I am sure this is a duplicate question so if someone can find it then please do!
People table:
PersonID
========
1
2
3
Device table:
DeviceID | PersonID
===================
1111 1
2222 1
3333 1
123 2
456 2
9999 3
I do a join like this:
SELECT p.PersonID, d.DeviceID FROM People p
LEFT JOIN Device d on d.PersonID = p.PersonID
Which gives me:
PersonID | DeviceID
===================
1 1111
1 2222
1 3333
2 123
2 456
3 9999
I know what you're thinking, it's just the Device table, but this is a minimal version of the query and tables, there's much more going on in the real ones,
I want to be able to inject a join on the People table to the Device table and get three columns:
Must I use PIVOT to get the results like this? (there will always be a max of three devices per person)
PersonID | 1 | 2 | 3
===============================================
1 1111 2222 3333
2 123 456
3 9999
(Where the blanks would be NULL)
I'm trying:
SELECT PersonID, [1], [2], [3]
FROM (
SELECT p.PersonID, d.DeviceID FROM People p
LEFT JOIN Device d on d.PersonID = p.PersonID) AS r
PIVOT
(
MAX(DeviceID)
FOR DeviceID IN([1], [2], [3])
) AS p;
But it's giving me NULL for all three columns.

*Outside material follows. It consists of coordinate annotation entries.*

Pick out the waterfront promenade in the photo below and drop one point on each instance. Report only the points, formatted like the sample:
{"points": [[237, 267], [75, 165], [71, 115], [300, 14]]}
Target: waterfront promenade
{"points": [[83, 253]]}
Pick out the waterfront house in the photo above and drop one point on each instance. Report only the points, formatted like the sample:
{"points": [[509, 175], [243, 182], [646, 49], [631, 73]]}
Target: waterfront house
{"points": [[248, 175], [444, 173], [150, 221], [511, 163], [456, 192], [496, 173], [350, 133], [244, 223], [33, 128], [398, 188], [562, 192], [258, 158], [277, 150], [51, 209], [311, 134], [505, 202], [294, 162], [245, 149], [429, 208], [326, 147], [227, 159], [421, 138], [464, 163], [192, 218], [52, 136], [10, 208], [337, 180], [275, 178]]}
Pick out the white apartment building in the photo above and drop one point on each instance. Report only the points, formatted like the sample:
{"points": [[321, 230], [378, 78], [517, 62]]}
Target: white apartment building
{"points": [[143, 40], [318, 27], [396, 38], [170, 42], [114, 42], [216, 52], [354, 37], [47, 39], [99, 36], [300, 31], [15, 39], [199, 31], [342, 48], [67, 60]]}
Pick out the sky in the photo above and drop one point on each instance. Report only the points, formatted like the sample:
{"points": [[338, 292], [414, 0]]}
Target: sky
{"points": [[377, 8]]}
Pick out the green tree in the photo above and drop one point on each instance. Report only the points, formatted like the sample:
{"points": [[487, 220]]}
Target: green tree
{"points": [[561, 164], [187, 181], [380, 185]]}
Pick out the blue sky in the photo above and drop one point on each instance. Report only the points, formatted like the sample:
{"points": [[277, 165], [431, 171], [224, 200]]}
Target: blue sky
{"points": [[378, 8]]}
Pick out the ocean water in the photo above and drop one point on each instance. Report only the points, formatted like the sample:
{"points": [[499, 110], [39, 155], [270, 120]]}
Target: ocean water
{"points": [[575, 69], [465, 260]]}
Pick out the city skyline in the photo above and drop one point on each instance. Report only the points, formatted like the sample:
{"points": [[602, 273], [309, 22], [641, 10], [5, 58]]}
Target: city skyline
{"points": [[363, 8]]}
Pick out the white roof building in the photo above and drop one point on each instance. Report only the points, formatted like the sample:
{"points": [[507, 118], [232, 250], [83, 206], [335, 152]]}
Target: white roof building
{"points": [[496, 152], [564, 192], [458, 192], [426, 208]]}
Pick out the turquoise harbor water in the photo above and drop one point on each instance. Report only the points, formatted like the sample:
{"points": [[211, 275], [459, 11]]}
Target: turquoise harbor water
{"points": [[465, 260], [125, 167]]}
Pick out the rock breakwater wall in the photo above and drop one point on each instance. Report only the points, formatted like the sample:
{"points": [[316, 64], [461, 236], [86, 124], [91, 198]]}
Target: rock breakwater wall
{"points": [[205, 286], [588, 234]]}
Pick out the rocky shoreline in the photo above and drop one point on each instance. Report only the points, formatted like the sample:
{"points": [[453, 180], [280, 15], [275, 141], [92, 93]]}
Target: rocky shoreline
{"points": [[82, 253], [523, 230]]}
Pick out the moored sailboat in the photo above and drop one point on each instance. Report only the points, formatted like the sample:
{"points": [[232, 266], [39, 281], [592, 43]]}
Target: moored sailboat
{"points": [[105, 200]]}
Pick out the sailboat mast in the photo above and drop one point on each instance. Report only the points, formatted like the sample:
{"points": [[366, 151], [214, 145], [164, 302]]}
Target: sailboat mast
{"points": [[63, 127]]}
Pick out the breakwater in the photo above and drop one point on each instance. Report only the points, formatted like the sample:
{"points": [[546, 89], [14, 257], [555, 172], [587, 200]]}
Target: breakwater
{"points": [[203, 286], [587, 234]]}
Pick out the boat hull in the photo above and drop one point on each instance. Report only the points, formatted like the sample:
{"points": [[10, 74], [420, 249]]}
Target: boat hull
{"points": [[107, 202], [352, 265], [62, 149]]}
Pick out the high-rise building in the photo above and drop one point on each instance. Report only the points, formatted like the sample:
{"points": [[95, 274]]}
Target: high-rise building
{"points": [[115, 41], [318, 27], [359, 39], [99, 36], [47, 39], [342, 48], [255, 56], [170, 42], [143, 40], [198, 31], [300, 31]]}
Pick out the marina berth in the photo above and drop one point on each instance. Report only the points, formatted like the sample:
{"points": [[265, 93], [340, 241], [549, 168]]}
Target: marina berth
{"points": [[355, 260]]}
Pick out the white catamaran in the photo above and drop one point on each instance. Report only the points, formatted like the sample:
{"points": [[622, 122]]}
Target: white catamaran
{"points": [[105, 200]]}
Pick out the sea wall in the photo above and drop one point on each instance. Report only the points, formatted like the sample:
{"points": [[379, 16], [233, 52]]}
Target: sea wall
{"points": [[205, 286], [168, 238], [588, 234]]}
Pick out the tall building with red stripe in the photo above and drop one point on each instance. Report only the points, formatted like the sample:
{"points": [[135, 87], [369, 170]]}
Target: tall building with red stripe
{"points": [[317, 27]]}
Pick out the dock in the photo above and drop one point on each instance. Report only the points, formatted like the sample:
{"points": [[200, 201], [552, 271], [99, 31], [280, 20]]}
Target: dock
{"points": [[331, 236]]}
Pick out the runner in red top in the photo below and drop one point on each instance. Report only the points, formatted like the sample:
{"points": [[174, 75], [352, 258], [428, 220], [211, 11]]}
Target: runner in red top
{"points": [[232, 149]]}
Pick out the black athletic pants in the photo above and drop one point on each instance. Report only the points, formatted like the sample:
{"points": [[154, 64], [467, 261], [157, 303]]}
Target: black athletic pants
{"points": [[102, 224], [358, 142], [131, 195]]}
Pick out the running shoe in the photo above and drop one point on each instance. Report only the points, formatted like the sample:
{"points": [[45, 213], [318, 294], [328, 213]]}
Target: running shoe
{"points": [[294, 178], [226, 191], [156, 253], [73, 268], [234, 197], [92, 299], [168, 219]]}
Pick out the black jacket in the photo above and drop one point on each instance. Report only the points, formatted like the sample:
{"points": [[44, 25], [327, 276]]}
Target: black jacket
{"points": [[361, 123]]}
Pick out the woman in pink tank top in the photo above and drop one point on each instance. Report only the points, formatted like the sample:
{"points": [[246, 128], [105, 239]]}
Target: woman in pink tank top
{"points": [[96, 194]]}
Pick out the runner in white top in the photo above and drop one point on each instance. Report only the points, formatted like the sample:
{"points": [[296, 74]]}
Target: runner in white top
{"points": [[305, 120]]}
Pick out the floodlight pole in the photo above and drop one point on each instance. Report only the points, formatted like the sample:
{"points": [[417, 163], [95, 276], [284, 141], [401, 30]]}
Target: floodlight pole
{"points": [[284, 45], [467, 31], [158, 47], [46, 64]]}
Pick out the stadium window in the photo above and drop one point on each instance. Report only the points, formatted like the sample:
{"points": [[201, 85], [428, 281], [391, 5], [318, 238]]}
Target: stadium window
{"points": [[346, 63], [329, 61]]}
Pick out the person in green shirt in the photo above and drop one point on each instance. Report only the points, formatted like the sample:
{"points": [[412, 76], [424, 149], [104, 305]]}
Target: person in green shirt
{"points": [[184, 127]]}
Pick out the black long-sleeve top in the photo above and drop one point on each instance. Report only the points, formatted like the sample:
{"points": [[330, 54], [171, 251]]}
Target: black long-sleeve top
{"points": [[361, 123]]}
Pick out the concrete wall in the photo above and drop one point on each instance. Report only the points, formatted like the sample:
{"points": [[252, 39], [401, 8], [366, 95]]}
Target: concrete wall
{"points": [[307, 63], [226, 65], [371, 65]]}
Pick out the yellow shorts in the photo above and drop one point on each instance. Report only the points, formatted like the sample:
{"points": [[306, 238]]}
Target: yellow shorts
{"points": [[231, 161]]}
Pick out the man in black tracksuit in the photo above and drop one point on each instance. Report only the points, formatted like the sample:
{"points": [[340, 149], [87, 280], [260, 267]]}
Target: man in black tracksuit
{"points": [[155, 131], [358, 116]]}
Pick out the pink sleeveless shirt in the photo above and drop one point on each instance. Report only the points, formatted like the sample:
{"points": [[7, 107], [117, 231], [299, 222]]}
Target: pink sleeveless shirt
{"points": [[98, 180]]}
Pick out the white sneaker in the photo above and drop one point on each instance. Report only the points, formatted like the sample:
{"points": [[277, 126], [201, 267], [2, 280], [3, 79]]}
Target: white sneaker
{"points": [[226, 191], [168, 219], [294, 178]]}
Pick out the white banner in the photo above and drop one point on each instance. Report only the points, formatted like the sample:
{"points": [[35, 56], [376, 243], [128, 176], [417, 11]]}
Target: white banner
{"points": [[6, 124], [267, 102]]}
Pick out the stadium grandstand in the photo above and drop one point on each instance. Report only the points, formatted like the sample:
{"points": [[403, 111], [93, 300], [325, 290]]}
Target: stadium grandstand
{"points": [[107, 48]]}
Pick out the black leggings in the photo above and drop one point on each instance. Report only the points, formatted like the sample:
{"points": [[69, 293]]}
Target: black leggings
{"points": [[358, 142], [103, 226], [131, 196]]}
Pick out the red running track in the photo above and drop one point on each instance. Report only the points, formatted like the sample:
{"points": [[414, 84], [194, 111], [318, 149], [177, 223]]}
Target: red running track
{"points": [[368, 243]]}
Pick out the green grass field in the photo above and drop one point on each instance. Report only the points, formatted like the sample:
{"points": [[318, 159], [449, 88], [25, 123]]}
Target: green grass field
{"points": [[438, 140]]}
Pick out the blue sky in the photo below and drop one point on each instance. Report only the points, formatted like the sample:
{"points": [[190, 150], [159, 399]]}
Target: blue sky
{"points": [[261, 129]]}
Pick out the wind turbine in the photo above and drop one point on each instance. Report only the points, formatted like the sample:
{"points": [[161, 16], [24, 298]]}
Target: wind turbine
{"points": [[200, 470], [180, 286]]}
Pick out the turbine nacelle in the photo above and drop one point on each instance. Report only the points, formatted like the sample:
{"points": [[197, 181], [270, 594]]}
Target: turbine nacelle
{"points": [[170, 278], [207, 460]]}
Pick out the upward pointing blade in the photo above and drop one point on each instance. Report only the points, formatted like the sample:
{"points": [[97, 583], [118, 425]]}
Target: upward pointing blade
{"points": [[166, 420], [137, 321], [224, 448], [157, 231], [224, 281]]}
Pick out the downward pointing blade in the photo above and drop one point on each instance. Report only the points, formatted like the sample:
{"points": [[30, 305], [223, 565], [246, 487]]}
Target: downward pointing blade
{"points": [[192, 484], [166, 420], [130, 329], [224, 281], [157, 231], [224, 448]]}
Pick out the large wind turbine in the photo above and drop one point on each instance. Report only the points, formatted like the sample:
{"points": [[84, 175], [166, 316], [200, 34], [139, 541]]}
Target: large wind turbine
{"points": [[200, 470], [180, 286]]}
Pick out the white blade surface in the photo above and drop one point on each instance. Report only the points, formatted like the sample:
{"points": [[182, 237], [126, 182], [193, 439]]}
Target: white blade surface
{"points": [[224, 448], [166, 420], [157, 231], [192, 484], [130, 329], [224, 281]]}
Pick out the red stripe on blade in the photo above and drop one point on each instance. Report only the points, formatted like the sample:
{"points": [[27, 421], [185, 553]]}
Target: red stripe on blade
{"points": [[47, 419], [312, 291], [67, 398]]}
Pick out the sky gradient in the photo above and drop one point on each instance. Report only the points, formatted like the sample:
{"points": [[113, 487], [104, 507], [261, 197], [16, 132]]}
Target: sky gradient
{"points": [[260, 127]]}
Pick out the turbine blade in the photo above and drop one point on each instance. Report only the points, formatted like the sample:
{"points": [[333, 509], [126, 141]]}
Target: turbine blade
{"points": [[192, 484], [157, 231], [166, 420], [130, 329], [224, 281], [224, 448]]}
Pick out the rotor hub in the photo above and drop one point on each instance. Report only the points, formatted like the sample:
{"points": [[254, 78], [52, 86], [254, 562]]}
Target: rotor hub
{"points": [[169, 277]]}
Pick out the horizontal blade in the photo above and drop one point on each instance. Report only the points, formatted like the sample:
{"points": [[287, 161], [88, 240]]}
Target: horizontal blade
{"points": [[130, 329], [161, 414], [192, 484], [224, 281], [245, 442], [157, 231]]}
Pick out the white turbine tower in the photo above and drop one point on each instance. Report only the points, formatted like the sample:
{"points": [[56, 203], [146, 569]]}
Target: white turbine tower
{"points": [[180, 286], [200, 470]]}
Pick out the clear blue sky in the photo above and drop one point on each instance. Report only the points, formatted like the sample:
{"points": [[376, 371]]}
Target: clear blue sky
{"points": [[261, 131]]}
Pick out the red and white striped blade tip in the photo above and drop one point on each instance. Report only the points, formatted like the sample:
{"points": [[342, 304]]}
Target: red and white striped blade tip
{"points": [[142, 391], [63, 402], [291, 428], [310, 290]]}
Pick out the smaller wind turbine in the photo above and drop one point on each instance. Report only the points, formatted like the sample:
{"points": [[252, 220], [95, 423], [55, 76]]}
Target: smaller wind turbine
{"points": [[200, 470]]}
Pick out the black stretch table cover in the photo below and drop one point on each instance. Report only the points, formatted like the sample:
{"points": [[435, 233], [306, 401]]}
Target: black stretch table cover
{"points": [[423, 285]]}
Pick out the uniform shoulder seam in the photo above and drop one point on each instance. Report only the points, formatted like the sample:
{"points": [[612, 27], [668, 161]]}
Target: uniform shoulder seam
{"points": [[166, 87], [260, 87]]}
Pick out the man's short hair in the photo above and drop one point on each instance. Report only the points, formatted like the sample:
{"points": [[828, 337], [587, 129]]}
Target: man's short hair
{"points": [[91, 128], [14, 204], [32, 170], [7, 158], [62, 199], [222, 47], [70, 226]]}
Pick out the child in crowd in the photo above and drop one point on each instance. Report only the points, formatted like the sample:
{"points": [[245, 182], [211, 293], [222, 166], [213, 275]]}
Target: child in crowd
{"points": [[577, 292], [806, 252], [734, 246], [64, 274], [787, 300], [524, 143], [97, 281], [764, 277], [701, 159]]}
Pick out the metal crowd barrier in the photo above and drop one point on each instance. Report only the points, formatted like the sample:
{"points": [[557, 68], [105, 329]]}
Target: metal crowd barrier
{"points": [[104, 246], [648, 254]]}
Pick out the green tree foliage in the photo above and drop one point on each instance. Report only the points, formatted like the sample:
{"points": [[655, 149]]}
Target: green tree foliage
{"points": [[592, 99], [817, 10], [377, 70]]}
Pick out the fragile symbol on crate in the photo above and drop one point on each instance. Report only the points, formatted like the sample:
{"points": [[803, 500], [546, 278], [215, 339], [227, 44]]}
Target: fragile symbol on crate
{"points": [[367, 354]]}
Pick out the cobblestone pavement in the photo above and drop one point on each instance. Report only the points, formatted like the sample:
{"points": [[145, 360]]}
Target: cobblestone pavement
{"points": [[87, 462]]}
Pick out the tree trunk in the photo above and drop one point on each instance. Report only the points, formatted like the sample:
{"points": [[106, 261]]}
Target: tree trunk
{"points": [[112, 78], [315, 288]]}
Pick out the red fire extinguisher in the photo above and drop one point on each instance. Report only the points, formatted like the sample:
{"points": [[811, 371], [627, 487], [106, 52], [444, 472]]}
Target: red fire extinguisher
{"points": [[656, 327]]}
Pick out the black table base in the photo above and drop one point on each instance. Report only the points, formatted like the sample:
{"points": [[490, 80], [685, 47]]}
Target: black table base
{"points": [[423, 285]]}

The value list defined in the pivot clause must contain actual values from your table. [1], [2], [3] are values from your PersonId, not for DeviceId. So the part for DeviceId in [1], [2], [3] is not producing any results, hence all the null values.
Here is my solution. I constructed a new key_ column to pivot around.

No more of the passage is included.